Oh so Italy.
Many people have talked about the complete death state of the Italian economy. There has been a lot said about how Italy has failed to develop and keep up with infrastructure. Personally I have been one of the many voices echoing that idea. I went to High School in Italy a decade ago and unlike my Australian High School where assignments were typed and classes regularly involved computers for practically from the beginning, in Italy I didn’t see one computer at either of the schools I went to. The results from that mistake are probably evident. Italy took longer than any other founding European nation to have computer uptake. Computer literacy, though much improved, is still not like other European or OECD nations. On my many trips back to Italy- the old country – I have been frustrated and disappointed by the slowness that everything seemed to have. Buying train tickets online never seemed to work. Cinema times on Google were always wrong. To me when I was growing up, Italy was just behind the ball.
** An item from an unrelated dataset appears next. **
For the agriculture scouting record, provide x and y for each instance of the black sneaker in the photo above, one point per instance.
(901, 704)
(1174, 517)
To add to my dissatisfaction with Italian modernisation my family house was destroyed in a natural disaster. Not long after that I started full time work and my ability to cart myself around the world was limited by strict holiday leave, rent and (dare I say it) life. Italy and I had a bit of a break from each other.
Then earlier this year I went back to my home town. I was enraged at the lack of reconstruction and appalled by the conditions that my paesani are now living in. Their houses had been taken away from them and in return they were shoved into temporary homes an eighth of the size of what they previously had. I visited friends from high school- now ten years on most of them were unemployed or in crap jobs. Didn’t seem to matter if they had gone on to tertiary education. I had coffee with a girlfriend who was delighted to tell me she was pregnant. She was so delighted mainly because it would give her something to do because in the 10 years since High School she hadn’t had any sort of serious employment. I told all and sundry that Italy was fucked and there was no hope for its recuperation.
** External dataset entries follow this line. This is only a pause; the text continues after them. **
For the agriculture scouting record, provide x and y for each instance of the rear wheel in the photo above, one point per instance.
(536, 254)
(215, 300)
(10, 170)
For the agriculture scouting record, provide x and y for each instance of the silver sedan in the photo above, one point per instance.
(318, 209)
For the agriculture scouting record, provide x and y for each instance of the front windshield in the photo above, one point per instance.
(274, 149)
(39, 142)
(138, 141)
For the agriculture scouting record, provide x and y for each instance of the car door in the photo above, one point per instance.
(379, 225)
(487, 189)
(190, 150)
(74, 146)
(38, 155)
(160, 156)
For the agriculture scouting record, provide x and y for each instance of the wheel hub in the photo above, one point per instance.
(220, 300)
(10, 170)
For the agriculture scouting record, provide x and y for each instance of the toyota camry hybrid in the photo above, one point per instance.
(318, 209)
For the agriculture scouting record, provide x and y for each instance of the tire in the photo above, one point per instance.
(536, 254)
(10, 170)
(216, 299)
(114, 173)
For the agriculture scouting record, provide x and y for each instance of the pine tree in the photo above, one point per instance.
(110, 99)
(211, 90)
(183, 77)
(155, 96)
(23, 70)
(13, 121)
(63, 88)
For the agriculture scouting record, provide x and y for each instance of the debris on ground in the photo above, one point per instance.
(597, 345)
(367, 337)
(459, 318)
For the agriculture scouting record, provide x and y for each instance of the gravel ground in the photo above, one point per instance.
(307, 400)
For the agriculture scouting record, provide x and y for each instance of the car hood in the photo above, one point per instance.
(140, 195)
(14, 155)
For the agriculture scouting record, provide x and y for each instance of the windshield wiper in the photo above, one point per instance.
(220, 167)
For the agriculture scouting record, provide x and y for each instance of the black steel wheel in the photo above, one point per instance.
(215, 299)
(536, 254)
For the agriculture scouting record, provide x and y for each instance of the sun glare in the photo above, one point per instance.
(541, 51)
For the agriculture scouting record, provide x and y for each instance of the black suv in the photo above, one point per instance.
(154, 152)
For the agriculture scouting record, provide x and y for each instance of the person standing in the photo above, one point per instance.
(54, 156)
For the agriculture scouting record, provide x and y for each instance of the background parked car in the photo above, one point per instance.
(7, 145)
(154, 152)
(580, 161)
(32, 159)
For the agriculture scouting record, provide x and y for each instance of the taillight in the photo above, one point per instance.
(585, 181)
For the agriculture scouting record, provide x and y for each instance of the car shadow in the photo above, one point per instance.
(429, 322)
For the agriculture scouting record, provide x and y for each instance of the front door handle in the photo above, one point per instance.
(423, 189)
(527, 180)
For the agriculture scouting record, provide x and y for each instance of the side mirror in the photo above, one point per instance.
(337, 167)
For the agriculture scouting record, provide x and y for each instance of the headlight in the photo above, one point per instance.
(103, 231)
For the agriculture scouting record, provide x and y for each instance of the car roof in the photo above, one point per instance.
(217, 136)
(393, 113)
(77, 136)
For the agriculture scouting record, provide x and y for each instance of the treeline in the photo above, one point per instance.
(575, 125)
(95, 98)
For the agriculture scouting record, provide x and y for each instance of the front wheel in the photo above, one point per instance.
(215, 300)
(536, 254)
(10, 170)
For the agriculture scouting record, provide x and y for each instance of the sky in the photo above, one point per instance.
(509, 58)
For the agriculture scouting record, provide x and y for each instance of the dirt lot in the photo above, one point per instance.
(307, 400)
But then something happened.
A dear friend had commented on my skin and mentioned that the products I was using were too strong. She suggested I used an Italian brand and went on to give me the last of the bottle of cleanser she was using. I laughed until I did some research- thought the brand had been around for about 15 years it was starting to set up stores across Europe. Back in France I noticed this brand was everywhere and in the space of 6 months since moving to France 6 stores popped up in the place I live. An Italian company, rising like a phoenix from the ashes of what seems to be the economic disaster that lays the country.
Then I went on vacation with my parents. I mentioned that I didn’t have a train ticket and my father popped on the internet and booked me a seat on the famous high speed train that was leaving within the hour. He emailed it to me and in total disbelief the train conductor accepted it from my ipad.
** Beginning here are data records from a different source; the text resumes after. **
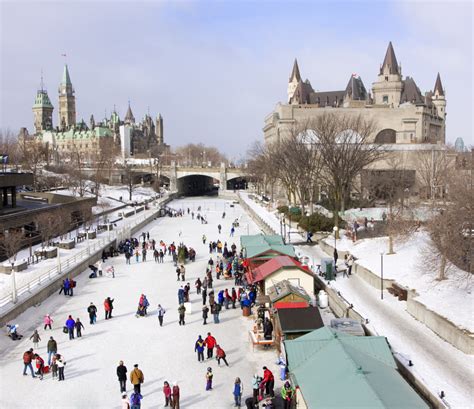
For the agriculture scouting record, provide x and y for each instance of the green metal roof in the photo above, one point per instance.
(337, 370)
(42, 100)
(66, 80)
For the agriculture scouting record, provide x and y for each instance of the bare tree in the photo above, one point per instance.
(346, 148)
(433, 169)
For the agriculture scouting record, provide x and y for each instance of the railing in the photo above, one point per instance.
(68, 264)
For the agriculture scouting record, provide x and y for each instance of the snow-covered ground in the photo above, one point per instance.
(165, 353)
(436, 362)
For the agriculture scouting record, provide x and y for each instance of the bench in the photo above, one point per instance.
(398, 291)
(257, 339)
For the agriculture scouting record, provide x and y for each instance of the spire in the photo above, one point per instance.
(66, 78)
(295, 74)
(438, 86)
(390, 61)
(129, 115)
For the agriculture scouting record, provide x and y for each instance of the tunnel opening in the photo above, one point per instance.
(238, 183)
(197, 185)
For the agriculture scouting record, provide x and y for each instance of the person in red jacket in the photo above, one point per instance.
(268, 381)
(27, 358)
(210, 343)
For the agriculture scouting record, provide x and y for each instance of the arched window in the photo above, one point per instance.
(386, 136)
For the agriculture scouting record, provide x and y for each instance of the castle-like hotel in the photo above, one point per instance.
(132, 138)
(401, 113)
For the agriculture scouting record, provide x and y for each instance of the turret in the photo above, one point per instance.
(388, 88)
(293, 81)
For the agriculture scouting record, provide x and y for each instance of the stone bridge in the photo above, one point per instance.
(183, 178)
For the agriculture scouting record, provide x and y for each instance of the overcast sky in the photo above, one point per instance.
(214, 70)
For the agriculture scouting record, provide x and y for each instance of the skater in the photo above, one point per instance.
(210, 342)
(92, 311)
(198, 285)
(238, 389)
(135, 400)
(205, 314)
(256, 381)
(70, 324)
(268, 382)
(79, 327)
(39, 366)
(209, 376)
(161, 314)
(36, 338)
(175, 395)
(122, 376)
(125, 404)
(108, 307)
(220, 354)
(167, 393)
(199, 348)
(136, 378)
(287, 394)
(54, 367)
(181, 311)
(47, 321)
(27, 358)
(61, 363)
(52, 349)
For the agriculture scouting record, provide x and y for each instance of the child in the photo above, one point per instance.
(238, 388)
(167, 393)
(209, 376)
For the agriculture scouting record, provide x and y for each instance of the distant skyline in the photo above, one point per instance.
(214, 70)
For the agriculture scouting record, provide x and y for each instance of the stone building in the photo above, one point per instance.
(71, 137)
(406, 122)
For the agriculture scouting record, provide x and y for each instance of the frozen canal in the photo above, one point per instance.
(165, 353)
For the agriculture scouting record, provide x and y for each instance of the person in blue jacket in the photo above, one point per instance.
(70, 325)
(199, 348)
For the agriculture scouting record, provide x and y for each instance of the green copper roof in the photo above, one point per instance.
(325, 363)
(66, 79)
(42, 100)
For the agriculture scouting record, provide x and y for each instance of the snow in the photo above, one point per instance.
(165, 353)
(437, 363)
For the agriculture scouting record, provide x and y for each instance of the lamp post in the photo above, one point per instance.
(335, 229)
(381, 275)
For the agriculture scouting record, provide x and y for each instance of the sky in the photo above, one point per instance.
(215, 69)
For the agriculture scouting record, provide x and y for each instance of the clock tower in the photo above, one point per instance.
(67, 101)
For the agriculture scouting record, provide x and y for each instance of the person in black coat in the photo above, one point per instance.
(122, 376)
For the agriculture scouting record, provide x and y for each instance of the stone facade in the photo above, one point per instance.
(402, 115)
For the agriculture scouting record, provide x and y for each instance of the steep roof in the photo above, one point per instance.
(390, 61)
(362, 367)
(66, 80)
(438, 86)
(129, 115)
(275, 264)
(295, 73)
(411, 92)
(300, 319)
(355, 89)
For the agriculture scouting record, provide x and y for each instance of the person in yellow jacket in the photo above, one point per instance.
(136, 378)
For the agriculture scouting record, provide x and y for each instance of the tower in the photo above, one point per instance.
(67, 101)
(129, 118)
(159, 130)
(295, 78)
(42, 110)
(388, 88)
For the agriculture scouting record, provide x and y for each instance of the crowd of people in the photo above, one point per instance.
(225, 263)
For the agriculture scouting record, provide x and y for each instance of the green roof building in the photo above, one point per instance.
(336, 370)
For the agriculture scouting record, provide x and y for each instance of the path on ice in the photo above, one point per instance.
(165, 353)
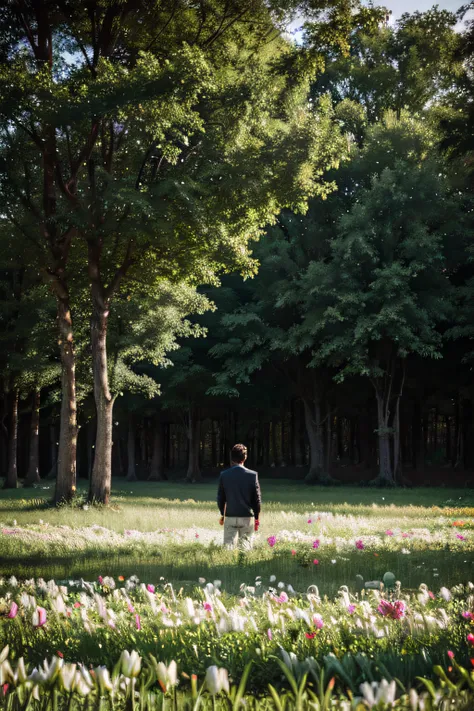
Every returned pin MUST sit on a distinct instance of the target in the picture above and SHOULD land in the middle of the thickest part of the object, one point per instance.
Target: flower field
(336, 609)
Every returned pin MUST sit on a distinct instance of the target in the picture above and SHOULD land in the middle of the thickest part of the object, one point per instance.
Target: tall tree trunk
(312, 412)
(131, 449)
(385, 459)
(11, 482)
(101, 477)
(66, 468)
(194, 425)
(157, 461)
(33, 476)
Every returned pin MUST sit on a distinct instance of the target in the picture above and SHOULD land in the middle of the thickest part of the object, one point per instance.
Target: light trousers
(236, 529)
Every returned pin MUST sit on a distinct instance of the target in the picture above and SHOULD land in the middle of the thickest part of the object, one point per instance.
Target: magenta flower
(395, 610)
(39, 617)
(318, 621)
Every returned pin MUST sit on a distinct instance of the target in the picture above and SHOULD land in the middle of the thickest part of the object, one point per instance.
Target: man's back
(239, 492)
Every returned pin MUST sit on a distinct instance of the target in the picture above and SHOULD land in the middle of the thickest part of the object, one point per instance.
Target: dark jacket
(240, 490)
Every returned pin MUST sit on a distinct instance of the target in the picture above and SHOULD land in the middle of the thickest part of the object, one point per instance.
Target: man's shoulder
(237, 470)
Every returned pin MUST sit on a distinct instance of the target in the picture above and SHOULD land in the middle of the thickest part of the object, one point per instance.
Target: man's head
(238, 454)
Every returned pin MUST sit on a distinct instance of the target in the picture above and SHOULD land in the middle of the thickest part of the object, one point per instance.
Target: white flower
(378, 692)
(167, 676)
(67, 675)
(131, 663)
(103, 677)
(217, 680)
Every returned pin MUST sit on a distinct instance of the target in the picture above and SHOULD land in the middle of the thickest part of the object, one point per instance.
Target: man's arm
(221, 500)
(256, 498)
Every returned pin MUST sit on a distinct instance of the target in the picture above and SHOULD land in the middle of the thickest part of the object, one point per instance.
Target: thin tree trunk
(11, 482)
(194, 472)
(33, 476)
(157, 460)
(131, 449)
(101, 477)
(312, 411)
(385, 463)
(66, 470)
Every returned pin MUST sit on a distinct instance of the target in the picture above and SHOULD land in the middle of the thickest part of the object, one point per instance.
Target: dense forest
(214, 232)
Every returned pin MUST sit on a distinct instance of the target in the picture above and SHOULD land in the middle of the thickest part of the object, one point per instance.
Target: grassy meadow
(170, 530)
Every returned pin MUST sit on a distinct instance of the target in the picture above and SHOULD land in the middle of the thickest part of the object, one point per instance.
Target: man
(238, 498)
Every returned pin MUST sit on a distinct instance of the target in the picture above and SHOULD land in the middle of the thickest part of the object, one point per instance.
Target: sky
(398, 7)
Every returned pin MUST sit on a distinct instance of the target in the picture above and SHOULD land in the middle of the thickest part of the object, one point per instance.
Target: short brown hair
(238, 453)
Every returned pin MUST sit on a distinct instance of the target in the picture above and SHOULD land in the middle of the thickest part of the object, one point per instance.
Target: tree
(162, 159)
(385, 292)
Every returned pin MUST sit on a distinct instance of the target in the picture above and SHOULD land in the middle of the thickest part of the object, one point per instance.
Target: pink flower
(39, 617)
(395, 610)
(318, 621)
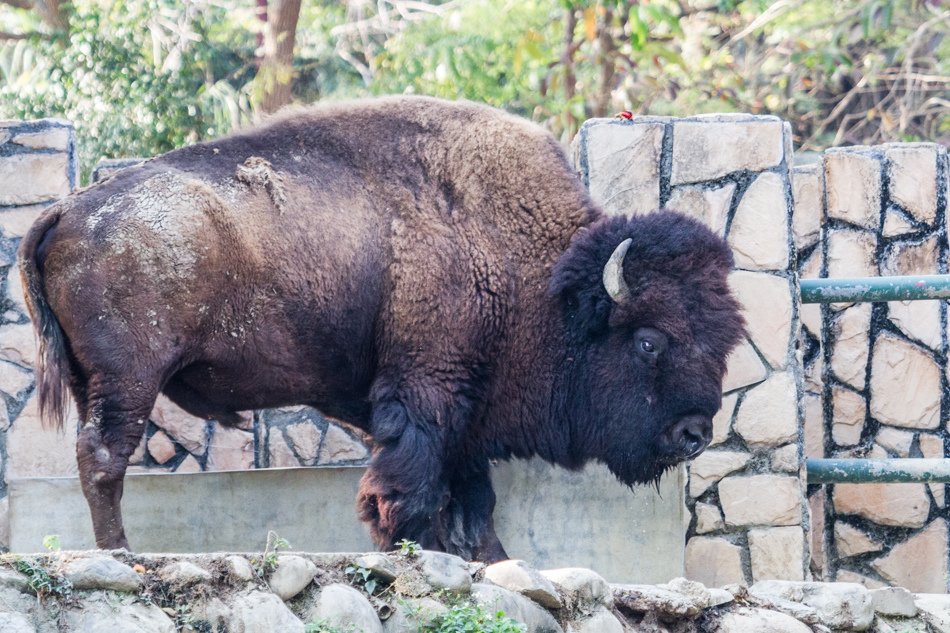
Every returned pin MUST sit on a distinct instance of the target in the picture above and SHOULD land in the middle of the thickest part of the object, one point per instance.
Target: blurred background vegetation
(139, 77)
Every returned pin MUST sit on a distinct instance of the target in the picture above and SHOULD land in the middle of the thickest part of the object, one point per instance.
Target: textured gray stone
(516, 607)
(343, 606)
(444, 571)
(518, 576)
(101, 573)
(292, 576)
(182, 574)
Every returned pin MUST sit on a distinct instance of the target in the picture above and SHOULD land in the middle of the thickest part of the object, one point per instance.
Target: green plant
(43, 583)
(409, 548)
(51, 542)
(362, 577)
(269, 558)
(472, 618)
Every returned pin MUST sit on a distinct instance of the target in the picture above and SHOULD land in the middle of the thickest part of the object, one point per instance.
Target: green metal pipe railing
(879, 471)
(871, 289)
(864, 289)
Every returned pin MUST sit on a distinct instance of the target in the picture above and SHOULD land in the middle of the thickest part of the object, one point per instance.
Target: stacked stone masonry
(808, 380)
(876, 374)
(406, 591)
(745, 493)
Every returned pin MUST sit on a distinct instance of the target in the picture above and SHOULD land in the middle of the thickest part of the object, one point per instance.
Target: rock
(413, 614)
(759, 232)
(182, 574)
(768, 415)
(905, 385)
(897, 442)
(699, 153)
(900, 505)
(444, 571)
(516, 607)
(15, 623)
(278, 452)
(786, 459)
(55, 138)
(919, 320)
(101, 573)
(850, 346)
(838, 605)
(748, 620)
(101, 613)
(761, 500)
(711, 466)
(743, 368)
(894, 601)
(851, 254)
(580, 588)
(767, 307)
(852, 187)
(807, 193)
(623, 166)
(161, 447)
(708, 518)
(339, 447)
(230, 449)
(601, 621)
(292, 576)
(305, 438)
(709, 206)
(190, 431)
(722, 421)
(920, 562)
(32, 178)
(777, 553)
(713, 561)
(379, 565)
(240, 568)
(516, 575)
(14, 379)
(912, 174)
(260, 612)
(849, 413)
(343, 606)
(850, 541)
Ten years ago this was not possible- and frankly I didn’t think Italy would be able to come this far.
In the space of about a week I have decided that the old country isn’t as fucked as I thought it was. Don’t get me wrong, there is a lot that needs to be sorted out here. But it is moving forward. Slowly. And I have started to smell the hope. You can get from Milan to Rome in 3 hours overland. And though the young don’t seem to have work, the summer has brought a sense of entrepreneurship that wasn’t here in the winter. My hope to the old country is they don’t make the same mistakes of the past where they lost their bright young minds to places like Argentina, America, and Australia.